My camera hangs heavily at my side, uselessly pointing at the ground. The monsoon clouds swirl around us, the breeze warm and welcome.

“Can I hide in someone’s house? Shoot through a window? What’s in this door?” Everyone shakes their head, no, no, no.

“That’s the toilet.”

Less than 100m away from us lies the tarmac of Mumbai’s Chatrapati Shivaji international airport. This area, a low hill with an incredible view almost close enough to touch the wingtips of passing planes, is called “Jharimari”. For years, officials have been clamoring to shut down this slum (and many others — there are multiple around the airport), move everyone to high-rises, and clamp down on security.

But for now, it’s the same as it’s always been.
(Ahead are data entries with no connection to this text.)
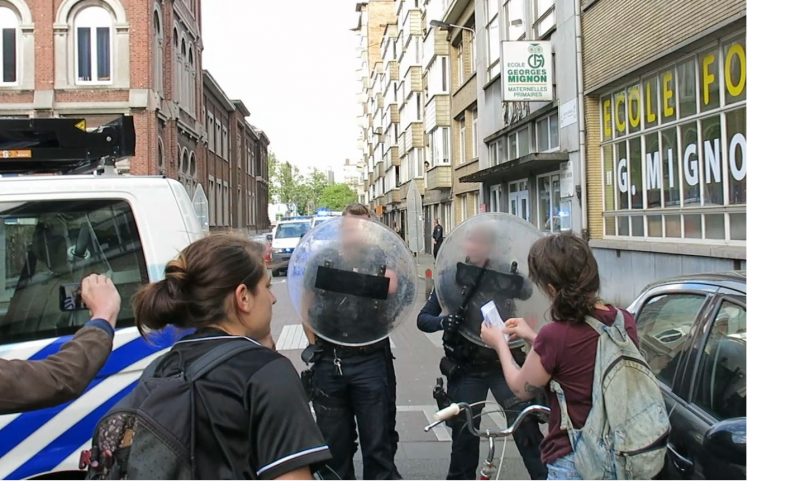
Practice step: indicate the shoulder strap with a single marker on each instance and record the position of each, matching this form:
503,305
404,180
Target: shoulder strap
619,325
218,355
A low line of brick toilets, a mound of rubbish, and a thin concrete fence keeping me out of the international airport.

I look pleadingly at my guide, a teenage boy wearing some sort of gold tunic

and a foppish haircut.

“Please? I’ll be quick!”

I’m met with a stern no, and our gathered crowd of onlookers begin to chatter in Hindi. I try to explain to them, I’m taking photos of inequality, and infrastructure. I don’t think there’s any other airport in the world quite as dramatic as this one, the light is perfect, blah, blah, blah. No, no, no.
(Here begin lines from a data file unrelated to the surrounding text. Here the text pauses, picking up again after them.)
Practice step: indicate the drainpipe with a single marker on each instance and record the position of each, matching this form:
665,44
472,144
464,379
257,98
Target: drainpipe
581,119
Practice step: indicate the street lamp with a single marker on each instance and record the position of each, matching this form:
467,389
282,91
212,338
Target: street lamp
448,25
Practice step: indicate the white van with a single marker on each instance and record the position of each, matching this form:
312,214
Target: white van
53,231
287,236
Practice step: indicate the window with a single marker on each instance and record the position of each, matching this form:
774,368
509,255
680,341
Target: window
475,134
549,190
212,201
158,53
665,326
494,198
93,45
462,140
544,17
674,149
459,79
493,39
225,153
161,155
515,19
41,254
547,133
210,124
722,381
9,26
My guide leans in closer to me and says succinctly, ‘these people don’t want trouble. This is a dangerous area’. From what I can piece together, taking photos can bring police, or maybe even worse. They pantomime men with binoculars, and then point towards the airport. The message is clear.

“They’re watching us.”

I knew people lived closely to the airport, which is clearly visible as a smudged area of shacks on Google Earth, but I wanted to see just HOW close. So I got in an Uber and drove for an hour in hellish Mumbai traffic to check it out. Sure enough, there are thousands upon thousands of shacks. Right next to the runway. In fact, if you look closely, there are shacks actually on the airport land, within the main perimeter of the airport. I was told that occasionally, although not so much anymore, stray dogs wander onto the tarmac.
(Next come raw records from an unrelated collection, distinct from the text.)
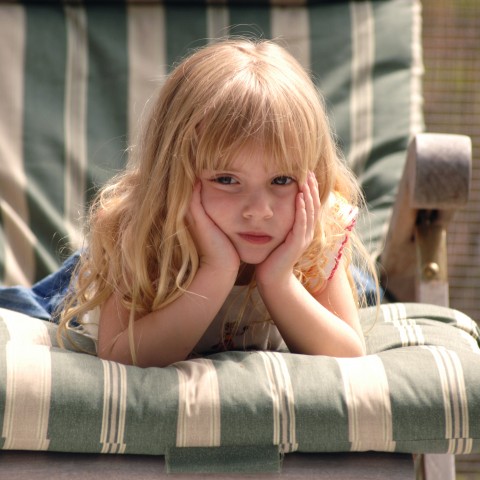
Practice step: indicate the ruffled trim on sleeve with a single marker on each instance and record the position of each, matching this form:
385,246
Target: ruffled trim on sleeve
346,216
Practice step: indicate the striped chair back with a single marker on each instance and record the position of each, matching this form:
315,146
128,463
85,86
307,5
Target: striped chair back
77,75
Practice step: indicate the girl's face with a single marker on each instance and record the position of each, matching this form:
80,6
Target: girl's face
252,203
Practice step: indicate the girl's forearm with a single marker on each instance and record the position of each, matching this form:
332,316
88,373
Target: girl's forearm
306,325
169,335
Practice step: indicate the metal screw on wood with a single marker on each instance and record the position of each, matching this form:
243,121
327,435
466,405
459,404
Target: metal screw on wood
431,271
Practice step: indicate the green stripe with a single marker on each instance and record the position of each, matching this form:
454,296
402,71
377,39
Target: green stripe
152,416
244,369
391,128
250,21
184,31
3,244
307,383
329,33
77,427
107,97
43,152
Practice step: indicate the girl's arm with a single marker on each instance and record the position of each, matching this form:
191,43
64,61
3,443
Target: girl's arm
326,323
169,335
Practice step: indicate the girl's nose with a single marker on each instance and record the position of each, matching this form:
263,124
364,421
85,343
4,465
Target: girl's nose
257,205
That’s exactly why this place is so fascinating. The people here are caught in the midst of a vast urban upheaval. Their country is changing, rapidly. Their front porch, this rubbish heap, is essentially the front line in a battle for the future of India.

I have to marvel at their resilience. How do you resist an airport? But somehow they’re doing it.

This, like all slum areas, is not a romantic experiment, nor a den of thieves. It’s a community of people, with exactly the same problems, dreams, and aspirations as everyone else. Jharimari is a colorful orchid of humanity. The smells, the sounds. The men drinking tea in the café. The kids playing marbles in the rain. The jeweler taking the loupe from his eye to smile at me.

And like most slums, it exists in a precarious state of non-tenure, or, as my new friend Abdul Rahman puts it, “the big men pushing around the small men”. Looking at the Goliath of the airport just next door, its hard not to root for the underdog David of the slums. Crazily enough, just like the story, this David seems to be winning. The airport cannot expand. The unfinished arm of the east terminal, seen from Google maps, looks like an amputated stump. As the passenger traffic into Mumbai grows, the stage is set for a showdown. As Abdul Rahman again bluntly puts it, “People will die”.

A plane with “IndiGo” shrieks and bellows in for a landing above the shack tops. Stray dogs dozing in the gutters hardly move. Women chatter in doorways, stunning in purple and gold saris, or jet black hijabs. The men gather on the street, drinking tea, doing business, leaning, sitting, crouching. Machines grind sugar cane into thin strips, men pound axe handles into axe heads, the street is a cacophony of horns. Buzzing Hondas, sputtering tuk-tuks, rumbling buses and Royal Enfield motorcycles. It smells better than I ever would have expected — full of spiced food, and incense.

Children’s laughter rises and falls from all around. This is a community of people. This is a community of people who work, who have families. This is a place that actually doesn’t feel too far from home.